A Note on the Validity of Cross-Validation for Evaluating Autoregressive Time Series Prediction

Um bom artigo sobre a aplicação de Cross Validation em séries temporais.

Abstract: One of the most widely used standard procedures for model evaluation in classification and regression is K-fold cross-validation (CV). However, when it comes to time series forecasting, because of the inherent serial correlation and potential non-stationarity of the data, its application is not straightforward and often omitted by practitioners in favour of an out-of-sample (OOS) evaluation. In this paper, we show that in the case of a purely autoregressive model, the use of standard K-fold CV is possible as long as the models considered have uncorrelated errors. Such a setup occurs, for example, when the models nest a more appropriate model. This is very common when Machine Learning methods are used for prediction, where CV in particular is suitable to control for overfitting the data. We present theoretical insights supporting our arguments. Furthermore, we present a simulation study and a real-world example where we show empirically that K-fold CV performs favourably compared to both OOS evaluation and other time-series-specific techniques such as non-dependent cross-validation.
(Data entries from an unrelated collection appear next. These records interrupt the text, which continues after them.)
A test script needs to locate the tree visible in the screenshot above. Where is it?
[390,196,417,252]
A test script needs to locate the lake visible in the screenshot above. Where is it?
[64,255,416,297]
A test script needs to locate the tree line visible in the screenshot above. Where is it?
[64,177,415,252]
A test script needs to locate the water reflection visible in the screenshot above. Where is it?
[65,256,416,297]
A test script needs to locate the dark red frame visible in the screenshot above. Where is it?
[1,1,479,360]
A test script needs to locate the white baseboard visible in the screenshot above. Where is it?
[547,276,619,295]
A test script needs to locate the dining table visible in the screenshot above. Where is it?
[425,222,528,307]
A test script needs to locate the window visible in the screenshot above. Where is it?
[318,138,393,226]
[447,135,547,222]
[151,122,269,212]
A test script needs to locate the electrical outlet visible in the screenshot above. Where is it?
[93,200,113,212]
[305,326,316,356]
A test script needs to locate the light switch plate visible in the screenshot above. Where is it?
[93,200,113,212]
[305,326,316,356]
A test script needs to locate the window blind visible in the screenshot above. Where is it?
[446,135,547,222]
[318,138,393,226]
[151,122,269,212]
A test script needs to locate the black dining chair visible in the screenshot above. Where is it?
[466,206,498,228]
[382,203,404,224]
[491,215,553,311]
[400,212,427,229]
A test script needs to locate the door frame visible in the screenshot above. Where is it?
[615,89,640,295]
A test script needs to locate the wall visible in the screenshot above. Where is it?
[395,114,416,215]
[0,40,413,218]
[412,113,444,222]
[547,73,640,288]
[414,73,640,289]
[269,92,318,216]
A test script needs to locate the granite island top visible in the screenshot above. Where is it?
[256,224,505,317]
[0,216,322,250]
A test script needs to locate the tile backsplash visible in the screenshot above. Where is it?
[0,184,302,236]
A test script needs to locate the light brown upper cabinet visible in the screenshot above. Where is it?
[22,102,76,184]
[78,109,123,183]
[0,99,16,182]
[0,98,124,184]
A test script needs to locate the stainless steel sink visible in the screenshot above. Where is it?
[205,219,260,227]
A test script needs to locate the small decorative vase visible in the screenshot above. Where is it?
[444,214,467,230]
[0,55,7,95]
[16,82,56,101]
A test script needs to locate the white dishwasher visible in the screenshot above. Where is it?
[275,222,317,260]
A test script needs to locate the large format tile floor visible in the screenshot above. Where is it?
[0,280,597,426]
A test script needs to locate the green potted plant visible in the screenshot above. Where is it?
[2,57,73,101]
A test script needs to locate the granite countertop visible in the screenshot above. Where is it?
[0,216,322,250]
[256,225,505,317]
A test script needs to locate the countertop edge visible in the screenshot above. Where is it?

Conclusions: In this work we have investigated the use of cross-validation procedures for time series prediction evaluation when purely autoregressive models are used, which is a very common situation; e.g., when using Machine Learning procedures for time series forecasting. In a theoretical proof, we have shown that a normal K-fold cross-validation procedure can be used if the residuals of our model are uncorrelated, which is especially the case if the model nests an appropriate model. In the Monte Carlo experiments, we have shown empirically that even if the lag structure is not correct, as long as the data are fitted well by the model, cross-validation without any modification is a better choice than OOS evaluation. We have then in a real-world data example shown how these findings can be used in a practical situation. Cross-validation can adequately control overfitting in this application, and only if the models underfit the data and lead to heavily correlated errors, are the cross-validation procedures to be avoided as in such a case they may yield a systematic underestimation of the error. However, this case can be easily detected by checking the residuals for serial correlation, e.g., using the Ljung-Box test.